Property syndicate brings home the bacon

cent/property/capital-gains-tax/capital-gains/

7 April 2005
| By Michael Bailey |

Property syndicator WRF Securities has claimed the 17.5 per cent return on its just-completed Armidale No.1 Property Syndicate proves that unlisted property is tax-effective.

The syndicate consisted of a shopping centre in the New South Wales town and was sold for $20 million to private investor Steve Wakeham who intends to carry out a major redevelopment of the site.

The K-Mart Plaza centre was purchased for $15.36 million in April, 2002 and the syndicate had been expected to either close or be rolled over next month.

WRF managing director Owen Lennie said investors would receive a payout of $1.25 for every $1 invested.

“This shows a 7.7 per cent a year capital growth, on top of the quarterly distributions of more than 10 per cent per annum,” he said

“This will put paid to the scepticism of many analysts about the tax effects of property syndicates.”

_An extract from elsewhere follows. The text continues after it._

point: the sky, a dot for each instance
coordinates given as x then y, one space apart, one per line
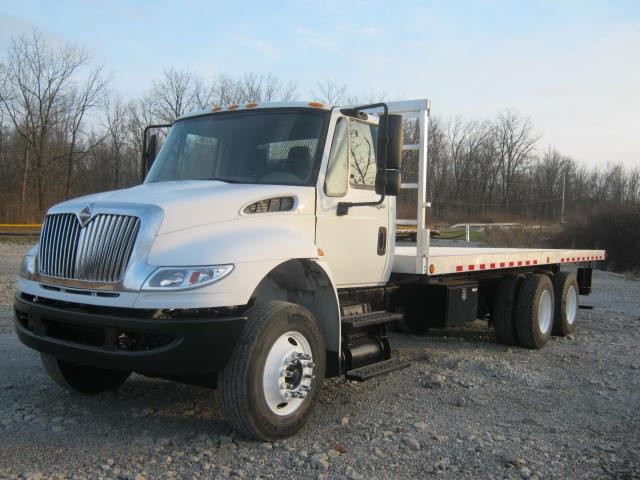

Investors on the top marginal rate of tax will now have to pay about 12.5 cents tax on the distributions of $1.33 for the year ending June, 2005.

The distributions during the three-year life of the syndicate were in line with prospectus forecasts. In the first year (2002) the actual distributions were 10.03 per cent compared to a forecast of 9.9 per cent. In 2004 the actual distribution was 10.35 per cent compared to a forecast of 10.2 per cent.

Lennie says the only grumble investors would have is the vendor duty.

“The New South Wales government changed the rules after they invested and took 4.3 cents for each dollar they invested, net of capital gains tax,” he said.

WRF has applied to register its next syndicate, the 925 Property Syndicate, which is expected to produce a yield in the first year of more than 8.5 per cent.

WRF now has more than $250 million of property and agribusiness assets under management and has a market capitalisation of $18 million. It recently reported first half profits of $3.7 million.